Trends were mixed, with buyers dominating in Piraeus Bank (9,398) and Alpha Bank (4,216), while sellers dominated in National Bank (15,44) and and Eurobank (4.33) as part of the rotation we mentioned in our pre-market commentary.

It makes sense at these levels for the DTR, and with sell-offs in European bank stocks, for selling pressure to emerge in domestic stocks as well. The “fund” for the DTR—for 2026—stands at 25.01%, compared to 10.11% for the EuroStoxx Banks index, a significant premium that justifies partial position-taking.

However, taking into account order composition, “net” turnover, and the upcoming triple witching and rebalancing, the trading volume so far is the lowest of the last few sessions. This is because, out of a total trading volume of 198 million, 79 million were executed through block trades—in fact, more than 40 million in Piraeus Bank shares.

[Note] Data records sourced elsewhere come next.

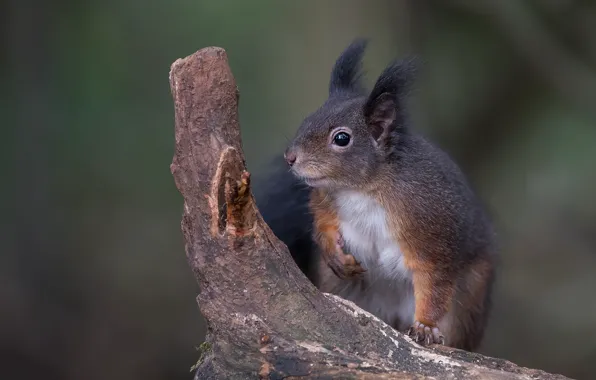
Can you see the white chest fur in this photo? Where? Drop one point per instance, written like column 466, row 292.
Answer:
column 363, row 224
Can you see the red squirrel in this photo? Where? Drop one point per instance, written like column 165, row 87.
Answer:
column 399, row 229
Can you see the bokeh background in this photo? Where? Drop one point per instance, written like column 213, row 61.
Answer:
column 95, row 283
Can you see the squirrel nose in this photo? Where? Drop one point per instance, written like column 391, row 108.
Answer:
column 290, row 157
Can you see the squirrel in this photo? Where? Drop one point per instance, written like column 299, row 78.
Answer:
column 399, row 230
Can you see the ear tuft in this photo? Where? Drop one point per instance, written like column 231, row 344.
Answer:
column 384, row 109
column 346, row 72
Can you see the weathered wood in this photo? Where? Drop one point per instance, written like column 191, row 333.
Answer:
column 265, row 319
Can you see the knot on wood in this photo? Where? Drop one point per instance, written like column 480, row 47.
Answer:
column 235, row 213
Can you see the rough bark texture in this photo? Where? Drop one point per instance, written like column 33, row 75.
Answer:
column 265, row 319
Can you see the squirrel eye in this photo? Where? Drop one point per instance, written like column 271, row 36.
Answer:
column 341, row 139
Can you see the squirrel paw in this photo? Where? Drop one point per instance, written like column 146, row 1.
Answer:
column 425, row 334
column 343, row 264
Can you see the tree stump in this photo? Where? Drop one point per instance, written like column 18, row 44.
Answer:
column 265, row 318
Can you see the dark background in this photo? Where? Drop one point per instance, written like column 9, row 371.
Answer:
column 94, row 280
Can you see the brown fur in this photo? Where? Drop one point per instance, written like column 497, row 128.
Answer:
column 440, row 226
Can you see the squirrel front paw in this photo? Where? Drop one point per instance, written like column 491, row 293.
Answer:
column 344, row 265
column 425, row 334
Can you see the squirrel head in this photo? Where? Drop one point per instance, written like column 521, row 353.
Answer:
column 344, row 142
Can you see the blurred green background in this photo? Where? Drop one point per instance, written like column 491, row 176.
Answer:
column 95, row 283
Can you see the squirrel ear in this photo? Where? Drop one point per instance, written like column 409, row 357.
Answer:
column 346, row 72
column 384, row 109
column 381, row 115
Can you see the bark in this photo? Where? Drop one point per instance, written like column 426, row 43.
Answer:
column 265, row 319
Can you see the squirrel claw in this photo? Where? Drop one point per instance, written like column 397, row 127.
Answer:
column 343, row 264
column 425, row 334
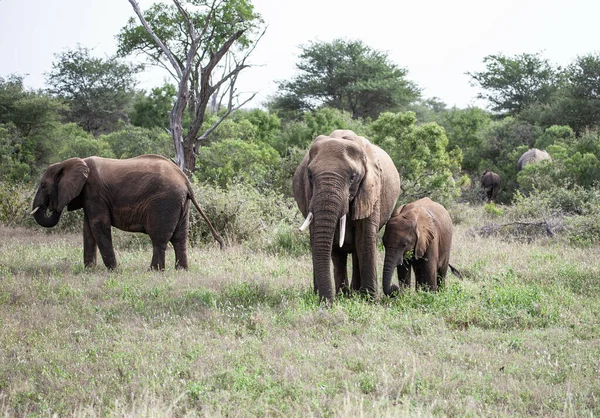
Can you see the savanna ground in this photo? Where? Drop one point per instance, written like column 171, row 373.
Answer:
column 241, row 334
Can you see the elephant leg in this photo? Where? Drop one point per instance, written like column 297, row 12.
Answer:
column 366, row 249
column 103, row 235
column 404, row 272
column 340, row 271
column 89, row 244
column 441, row 275
column 179, row 241
column 159, row 248
column 426, row 275
column 355, row 273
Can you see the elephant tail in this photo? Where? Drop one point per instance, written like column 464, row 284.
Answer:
column 214, row 233
column 455, row 271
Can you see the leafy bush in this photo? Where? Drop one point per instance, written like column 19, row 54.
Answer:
column 584, row 231
column 241, row 214
column 419, row 152
column 234, row 160
column 15, row 199
column 133, row 141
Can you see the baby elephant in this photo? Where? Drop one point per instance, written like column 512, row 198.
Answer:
column 418, row 235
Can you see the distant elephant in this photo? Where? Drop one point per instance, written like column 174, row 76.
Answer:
column 532, row 155
column 146, row 194
column 418, row 236
column 490, row 184
column 345, row 176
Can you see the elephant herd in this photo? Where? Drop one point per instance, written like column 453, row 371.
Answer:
column 345, row 186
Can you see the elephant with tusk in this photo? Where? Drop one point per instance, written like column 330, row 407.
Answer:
column 346, row 188
column 146, row 194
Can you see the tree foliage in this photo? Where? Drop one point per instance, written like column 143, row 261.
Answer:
column 511, row 84
column 98, row 91
column 420, row 154
column 346, row 75
column 204, row 47
column 152, row 110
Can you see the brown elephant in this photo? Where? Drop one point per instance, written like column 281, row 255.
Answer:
column 347, row 187
column 425, row 228
column 146, row 194
column 490, row 184
column 531, row 156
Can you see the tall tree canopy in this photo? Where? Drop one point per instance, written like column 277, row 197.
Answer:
column 511, row 84
column 346, row 75
column 204, row 49
column 98, row 90
column 582, row 104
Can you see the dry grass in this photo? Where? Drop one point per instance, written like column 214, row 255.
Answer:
column 241, row 334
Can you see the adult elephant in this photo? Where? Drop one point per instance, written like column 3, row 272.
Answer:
column 146, row 194
column 490, row 184
column 346, row 187
column 418, row 236
column 531, row 156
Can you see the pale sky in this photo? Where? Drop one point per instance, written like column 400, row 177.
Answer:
column 438, row 41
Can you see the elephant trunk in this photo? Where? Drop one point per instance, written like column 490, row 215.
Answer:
column 41, row 216
column 390, row 263
column 327, row 209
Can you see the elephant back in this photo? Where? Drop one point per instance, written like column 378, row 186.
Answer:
column 532, row 155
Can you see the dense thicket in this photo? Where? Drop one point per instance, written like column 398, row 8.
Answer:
column 440, row 152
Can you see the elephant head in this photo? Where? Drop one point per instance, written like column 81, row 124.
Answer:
column 60, row 185
column 340, row 177
column 409, row 229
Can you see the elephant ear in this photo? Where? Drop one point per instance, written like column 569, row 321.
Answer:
column 425, row 232
column 369, row 191
column 301, row 185
column 71, row 175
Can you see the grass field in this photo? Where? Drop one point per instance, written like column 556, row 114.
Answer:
column 241, row 334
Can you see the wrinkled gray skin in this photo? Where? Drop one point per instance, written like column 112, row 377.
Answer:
column 425, row 228
column 490, row 184
column 531, row 156
column 146, row 194
column 344, row 174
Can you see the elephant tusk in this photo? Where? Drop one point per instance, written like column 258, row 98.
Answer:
column 306, row 222
column 342, row 230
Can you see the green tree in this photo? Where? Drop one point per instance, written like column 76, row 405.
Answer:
column 349, row 76
column 204, row 50
column 234, row 160
column 31, row 112
column 465, row 129
column 505, row 141
column 76, row 142
column 419, row 152
column 152, row 110
column 581, row 106
column 511, row 84
column 132, row 141
column 98, row 91
column 28, row 120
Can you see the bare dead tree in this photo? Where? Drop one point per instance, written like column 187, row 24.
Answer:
column 196, row 73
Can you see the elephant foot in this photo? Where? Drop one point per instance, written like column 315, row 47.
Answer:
column 394, row 291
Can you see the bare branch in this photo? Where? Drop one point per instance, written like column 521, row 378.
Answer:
column 162, row 46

In practice, this is a session of position rebalancing (some are taking profits, others are repositioning), noting that this is occurring at a time when blue-chip stocks such as GEK TERNA and HelleniQ Energy are at historic or multi-year highs. Meanwhile, large-cap stocks such as ADMIE are also at “record” prices.

The FTSE25 stands at 8,293 (-0.46%), undergoing a controlled correction as sellers dominate in DEI (22.96), Metlen (41.22), TITAN (53.65), Allwyn (13.60), Jumbo (22.62), OTE (19.01), Viohalco (19.38), and others.

Selling volume was moderate, with corresponding pressure/correction following a significant rally, and it is natural for those looking to cash out to do so.

The ratio of stocks with positive to negative performance stands at 47 to 70, indicating that sellers hold the advantage. However, for stocks such as AKTOR (11.54), Thrace Plastics (4.46), EYDAP (10.38), Intracom Holdings (3.625), and others, it is time to lock in profits.